|Matthew Henry's Concise Commentary|
29:1-6 Job proceeds to contrast his former prosperity with his present misery, through God's withdrawing from him. A gracious soul delights in God's smiles, not in the smiles of this world. Four things were then very pleasant to holy Job. 1. The confidence he had in the Divine protection. 2. The enjoyment he had of the Divine favour. 3. The communion he had with the Divine word. 4. The assurance he had of the Divine presence. God's presence with a man in his house, though it be but a cottage, makes it a castle and a palace. Then also he had comfort in his family. Riches and flourishing families, like a candle, may be soon extinguished. But when the mind is enlightened by the Holy Spirit, when a man walks in the light of God's countenance, every outward comfort is doubled, every trouble is diminished, and he may pass cheerfully by this light through life and through death. Yet the sensible comfort of this state is often withdrawn for a season; and commonly this arises from sinful neglect, and grieving the Holy Spirit: sometimes it may be a trial of a man's faith and grace. But it is needful to examine ourselves, to seek for the cause of such a change by fervent prayer, and to increase our watchfulness.

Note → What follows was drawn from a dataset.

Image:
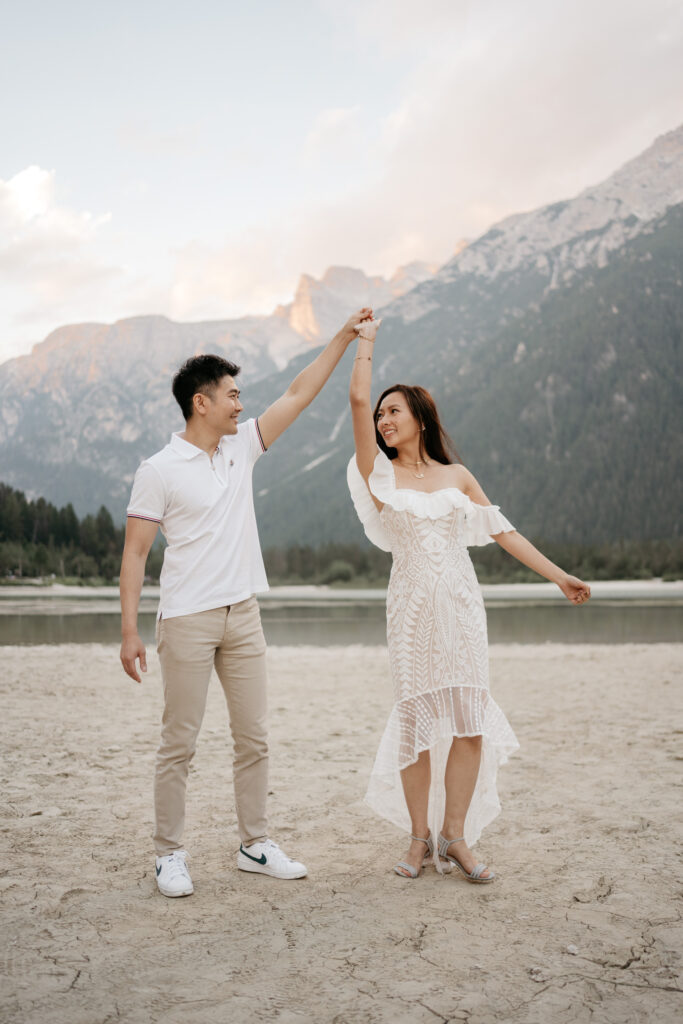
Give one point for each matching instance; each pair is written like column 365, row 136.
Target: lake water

Verses 1-25. - From these deep musings upon the nature of true wisdom, and the contrast between the ingenuity and cleverness of man and the infinite knowledge of God, Job turns to another contrast, which he pursues through two chapters (ch. 29. and 30.) - the contrast between what he was and what he is - between his condition in the period of his prosperity and that to which he has been reduced by his afflictions. The present chapter is concerned only with the former period; and gives a graphic description of the life led, in Job's time and country, by a great chieftain, the head of a tribe, not of mere nomads, but of perseus who had attained to a considerable amount of civilization. The picture is one primitive in its features, but not rude or coarse. It is entirely un-Jewish, and has its nearest parallel in some of the early Egyptian records, as the Stele of Beka, and the Instructions of Amen-em-hat ('Records of the Past,' vol. 2. pp. 11-16; vol. 10. pp. 7-10). Verse 1. - Moreover Job continued his parable, and said (see the comment on Job 27:1).
Gill's Exposition of the Entire Bible
Moreover, Job continued his parable,.... Or "added to take it up" (q), that is, he took it up again, and went on with his discourse; he made a pause for awhile, waiting to observe whether any of his three friends would return an answer to what he had said; but perceiving they were not inclined to make any reply, he began again, and gave an account of his former life, in order to show that he was far from being the wicked man, or being so accounted by others, as his friends had represented him:
and said; as follows.
(q) "addidit assumere", Montanus, Bolducius, Mercerus; "addidit tollere", Drusius.
Jamieson-Fausset-Brown Bible Commentary
1. Job pauses for a reply. None being made, he proceeds to illustrate the mysteriousness of God's dealings, as set forth (Job 28:1-28) by his own case.